Economics of on-site power generation by fuel cells

Abstract Recent advances in fuel cell technology have led us to study characteristics of fuel cell processes, especially efficiency and minimum cost, and to interpret these characteristics in terms of possible competition between fuel cells and “conventionally” generated power. The study limited to processes utilizing fuel cells with solid-oxide and molten-carbonate electrolytes because present information indicates that these “high-temperature” cells alone are able to utilize efficiently the impure fuel stream that results from partial oxidation or stream reforming of methane (natural gas). The study is also limited to “on-site” generation since the main advantage of fuel cells seems to be the hope of reducing the consumers' cost of electricity due to the lower cost of transmitting and distributing energy as methane rather than as electricity.
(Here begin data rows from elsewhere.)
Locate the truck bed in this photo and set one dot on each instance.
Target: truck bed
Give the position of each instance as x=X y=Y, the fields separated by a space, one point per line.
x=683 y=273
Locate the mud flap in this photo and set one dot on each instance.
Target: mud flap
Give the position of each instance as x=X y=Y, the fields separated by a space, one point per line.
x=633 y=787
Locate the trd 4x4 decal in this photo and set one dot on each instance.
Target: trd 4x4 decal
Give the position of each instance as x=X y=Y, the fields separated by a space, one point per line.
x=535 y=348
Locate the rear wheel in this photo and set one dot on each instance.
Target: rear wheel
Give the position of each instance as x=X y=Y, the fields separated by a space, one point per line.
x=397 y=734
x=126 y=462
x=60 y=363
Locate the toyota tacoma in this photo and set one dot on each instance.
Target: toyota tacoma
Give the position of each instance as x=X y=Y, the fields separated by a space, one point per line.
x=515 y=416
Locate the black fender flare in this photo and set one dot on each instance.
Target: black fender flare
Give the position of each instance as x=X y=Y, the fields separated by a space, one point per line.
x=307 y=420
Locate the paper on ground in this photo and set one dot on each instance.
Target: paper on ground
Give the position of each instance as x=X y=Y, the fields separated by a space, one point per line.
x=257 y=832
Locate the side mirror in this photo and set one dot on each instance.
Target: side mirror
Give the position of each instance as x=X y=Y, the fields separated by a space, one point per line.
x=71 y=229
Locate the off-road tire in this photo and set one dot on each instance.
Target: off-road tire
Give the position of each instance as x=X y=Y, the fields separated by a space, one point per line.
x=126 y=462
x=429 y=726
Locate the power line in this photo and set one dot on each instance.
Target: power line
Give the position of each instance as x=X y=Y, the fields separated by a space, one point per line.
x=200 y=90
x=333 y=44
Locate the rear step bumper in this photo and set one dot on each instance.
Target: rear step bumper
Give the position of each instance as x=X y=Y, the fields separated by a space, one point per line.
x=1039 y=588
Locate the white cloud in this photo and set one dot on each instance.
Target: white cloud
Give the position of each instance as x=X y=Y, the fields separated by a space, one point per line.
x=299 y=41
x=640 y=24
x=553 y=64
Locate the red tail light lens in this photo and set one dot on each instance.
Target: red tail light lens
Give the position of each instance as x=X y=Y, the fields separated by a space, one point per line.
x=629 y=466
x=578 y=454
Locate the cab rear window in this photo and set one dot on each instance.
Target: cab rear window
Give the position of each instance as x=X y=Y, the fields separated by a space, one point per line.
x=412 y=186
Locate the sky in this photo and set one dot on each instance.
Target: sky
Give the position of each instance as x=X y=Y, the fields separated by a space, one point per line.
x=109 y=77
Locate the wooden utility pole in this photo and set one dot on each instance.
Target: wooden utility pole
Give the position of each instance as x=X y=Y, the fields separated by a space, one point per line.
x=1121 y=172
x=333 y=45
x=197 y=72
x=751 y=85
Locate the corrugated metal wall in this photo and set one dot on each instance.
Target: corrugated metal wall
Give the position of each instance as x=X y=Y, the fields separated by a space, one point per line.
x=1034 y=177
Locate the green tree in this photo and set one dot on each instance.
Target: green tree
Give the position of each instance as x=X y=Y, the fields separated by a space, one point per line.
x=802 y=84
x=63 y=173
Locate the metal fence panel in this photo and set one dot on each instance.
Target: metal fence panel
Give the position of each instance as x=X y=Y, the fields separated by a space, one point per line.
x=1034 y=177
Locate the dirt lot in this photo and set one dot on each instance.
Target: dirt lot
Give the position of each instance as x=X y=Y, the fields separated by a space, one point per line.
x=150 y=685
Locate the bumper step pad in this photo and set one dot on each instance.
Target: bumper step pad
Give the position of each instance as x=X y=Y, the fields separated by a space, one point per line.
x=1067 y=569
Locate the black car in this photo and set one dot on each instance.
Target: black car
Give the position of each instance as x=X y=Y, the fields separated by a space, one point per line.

THe results are reached via a detailed theoretical analysis that involves economic optimization of single cells, evaluation of performance and economics of batteries, evaluation of performance and economics of complete processes, and comparisons with costs of conventional electricity. In making the analysis, we have endeavoured to be as realistic as possible in the processes area, including not only the effects of reforming, but also such factors as incomplete fuel-utilization, battery effects, heat rejection, etc. In other areas, notably cell life and cost, we have been optimistic to the extent of assuming improvement over the present state-of-the-art through continued development. One conclusion of the study is that the solid-oxide cell processes will not be economical unless a way is found to eliminate noble metals in electrodes and in cell-to-cell connectors. The lowest conceivable materials cost for a single cell is too high for practicality while still retaining noble metals in electrodes and connectors when consideration is given to the various escalating factors involved in projecting materials costs to system costs. On the other hand, the study concludes that the molten-carbonate cell processes migh be competitive in industrial and commercial applications, provided certain extensions in technology are realized. Notable among these is cell life, which must be improved to about 4 1 2 years.